The architect of head-hunting
Gina McLellan is managing director for recruitment and contracting in Asia at Talent2, where her responsibilities include people management, operations, sales, financial management, commercial strategy and business plan accountability.
But it was not always thus – McLellan began her professional life as an architect, and holds a bachelor of design studies and a bachelor of architecture from Australia’s University of Queensland.
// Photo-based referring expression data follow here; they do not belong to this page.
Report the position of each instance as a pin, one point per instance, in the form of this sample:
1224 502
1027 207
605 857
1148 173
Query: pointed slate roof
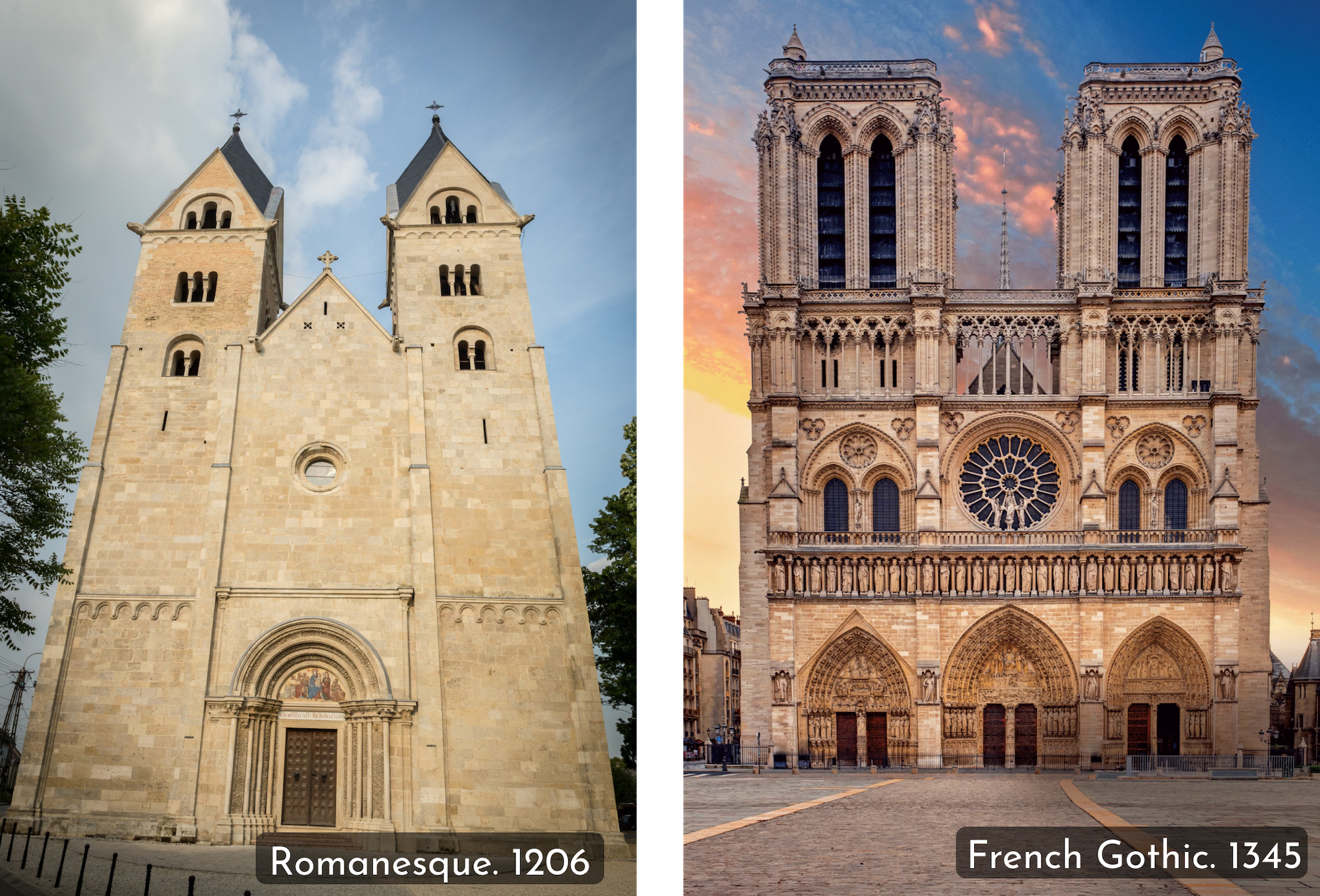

For McClellan, however, the two professions are highly complementary, and being trained to think creatively has helped her become a non-traditional recruitment consultant.
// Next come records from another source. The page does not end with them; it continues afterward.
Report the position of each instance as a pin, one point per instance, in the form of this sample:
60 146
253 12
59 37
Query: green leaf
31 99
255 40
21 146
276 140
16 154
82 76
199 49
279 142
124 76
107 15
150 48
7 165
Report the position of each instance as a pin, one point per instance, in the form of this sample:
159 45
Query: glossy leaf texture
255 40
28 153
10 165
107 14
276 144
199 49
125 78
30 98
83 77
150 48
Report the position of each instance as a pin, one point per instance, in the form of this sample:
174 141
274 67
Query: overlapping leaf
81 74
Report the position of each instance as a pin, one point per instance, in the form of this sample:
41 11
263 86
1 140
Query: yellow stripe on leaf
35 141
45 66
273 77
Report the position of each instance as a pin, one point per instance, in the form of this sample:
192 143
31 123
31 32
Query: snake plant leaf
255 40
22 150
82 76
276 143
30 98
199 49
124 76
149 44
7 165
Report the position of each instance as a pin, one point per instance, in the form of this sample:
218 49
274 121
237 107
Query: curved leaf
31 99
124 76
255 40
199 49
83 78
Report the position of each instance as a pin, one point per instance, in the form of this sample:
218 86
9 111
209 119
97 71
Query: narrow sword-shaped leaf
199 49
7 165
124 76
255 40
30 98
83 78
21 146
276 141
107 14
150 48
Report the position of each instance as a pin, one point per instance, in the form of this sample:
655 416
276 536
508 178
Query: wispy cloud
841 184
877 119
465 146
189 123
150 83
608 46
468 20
“To tell the truth, I actually think that is one of the things that has allowed me to become successful,” she says. “In architecture, you spend a lot of time finding solutions. You can pretty much employ that anywhere. I’m not a standard recruiter, I didn’t come to the industry with a preconceived notion of what that meant. I came with a very open mind.”
McLellan graduated in 1992, and had her own design studio by the age of 26. But feeling the need to do something different, she took a job in pharmaceutical sales and marketing – which taught her a lot about business management and sales strategy.
From there, she was offered a job in Melbourne with recruitment consultants Morgan & Banks, becoming their general manager in Queensland at the age of 33. McLellan moved to Hong Kong in 2006 with a job at the firm that later became Hudson, with her one-year-old daughter in tow. “I didn’t know anybody, but it just seemed like a fantastic opportunity, not just for myself but for her. I was a single mum. It’s just been the best thing I ever did,” she says.
Finding that the Hong Kong recruitment market was so closely tied to the ups and downs of the financial markets was something of a surprise, McLellan says. “If it’s a boom, we’re booming. If it’s a downturn, we’re having challenges. So probably the most difficult thing is the external market,” she says.
McLellan has a particular interest in work-life integration and women in leadership, and just as she enjoyed watching architectural projects unfold, so does she derive similar satisfaction from seeing careers take flight.
“A really nice part of my career has been watching the young women leaders in this business come to the fore,” she says. “I guess it’s something I’ve promoted in my management style. I like to absolutely accommodate more life-work balance.”
It is part of her long-term vision for Talent2, which includes planning a global leadership programme and exploring the possibility of setting up mentorship for young women.
McLellan, who is now married, says weekends are for her daughter, now six. “She’s my absolute priority. I’m never in the office on the weekends.”
With other outside commitments, such as being on the board of the Australian Chamber of Commerce and being an avid art collector, she doesn’t have much time for herself.
“I think a lot of women struggle with that – it’s often difficult to get individual time. And I do think that’s really important from a rejuvenation perspective, especially when your job is dealing with people.
“Work can consume anybody. I’ve seen so many people wake up at some stage in their career and go, ‘What for?’”
Her own coping strategy is to be mindful of the pitfalls of imbalance. She regularly takes time to think about her priorities, and ensuring she is focused on what is important.
“I do think Gen Y does have something to teach us. I think their attitude to balancing their career versus what they want to achieve personally – [this] absolutely offers a lesson for us.”